Well that was the question posed at this morning’s breakfast briefing session run by PageUp People to launch their new white paper, “ITM – The Evolution”. Their answer:
Workforce
Credit: Lumaxart

ITM leverages the same data, process, workflow management, security model, user portals, and reporting and analytics tools across all applications.

My answer would be very similar.

The white paper quotes heavily from people such as Thomas Otter, Jim Holincheck, CedarCrestone and Leighanne Levensaler with PageUp People offering their own conclusions on the research which in turn lays out a product roadmap for the PageUp People platform.

Within the white paper reference is made to three stages of ITM evolution:

  • Stage 1 – Today, multiple vendors, disconnected systems, a lack of analytics, and limited executive buy-in.
  • Stage 2 – Reduced number of vendors as each widen the breadth and depth of their offerings, tighter integration, initial workforce analytics, and growing executive buy-in.
  • Stage 3 – The holy grail a fully integrated talent management platform with predictive analytics and high levels of executive buy-in.

What stood out to me was the strong emphasis being placed on workforce analytics, the topic for the rest of this post, as a key indicator of a stage 3 ITM environment.

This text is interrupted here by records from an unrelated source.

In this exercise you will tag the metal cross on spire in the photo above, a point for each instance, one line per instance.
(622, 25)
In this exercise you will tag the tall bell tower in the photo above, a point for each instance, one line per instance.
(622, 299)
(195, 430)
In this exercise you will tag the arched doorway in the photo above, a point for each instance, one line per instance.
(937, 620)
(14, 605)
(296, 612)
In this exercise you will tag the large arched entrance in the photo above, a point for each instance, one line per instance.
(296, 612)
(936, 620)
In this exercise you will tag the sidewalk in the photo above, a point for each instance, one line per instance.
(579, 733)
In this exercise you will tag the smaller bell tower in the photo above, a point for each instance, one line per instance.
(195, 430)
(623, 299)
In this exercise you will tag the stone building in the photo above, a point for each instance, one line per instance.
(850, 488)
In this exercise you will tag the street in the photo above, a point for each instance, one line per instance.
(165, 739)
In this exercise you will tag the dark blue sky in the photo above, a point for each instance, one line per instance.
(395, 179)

For well over a decade workforce analytics have been discussed and predicted to come of age many times, and again we have a major talent management vendor still predicting that workforce analytics is in the future! So when will the future become today?

Over the years workforce analytics has been a keen interest of mine, in 2004 I co-presented on the topic and AHRI’s HR Week. During the presentation I referenced work conducted by the Butler Group in 1995 on the issues around data warehousing little things such as; Availability, Understanding, Accurate, Consistent and Predictability, and Privacy. I firmly believe many of these issues need to be resolved before any form of workforce analytics can be confidently undertaken by an organisation.

My co-presenter 5 years ago John Macy referenced work from the Meta Group in 2000 on the 5 categories of workforce information management, the top level being predictive modelling! John went on to discuss trends from the Meta Group, which had vendors incorporate contextual analysis into their products by 2005 and in 2006/7 Leading organisations will develop & fine tune predictive models. I guess the Meta Group was wrong!

Now back to talent management, last year Dr John Sullivan discussed why Talent Management Analytics is still failing, I added my two cents worth as well. Let’s look at Dr John’s list again:

  1. HR Skill deficiency
  2. Lack of business knowledge
  3. Expensive tools limiting deployment
  4. Lack of quality data
  5. Complicated nature of talent management
A system will not solve all the items on this list, other than item 3. This point was emphasised in the PageUp People white paper when they looked at the People and Process implications. A broader organisational change activity is required to succeed in a strategic context with workforce analytics.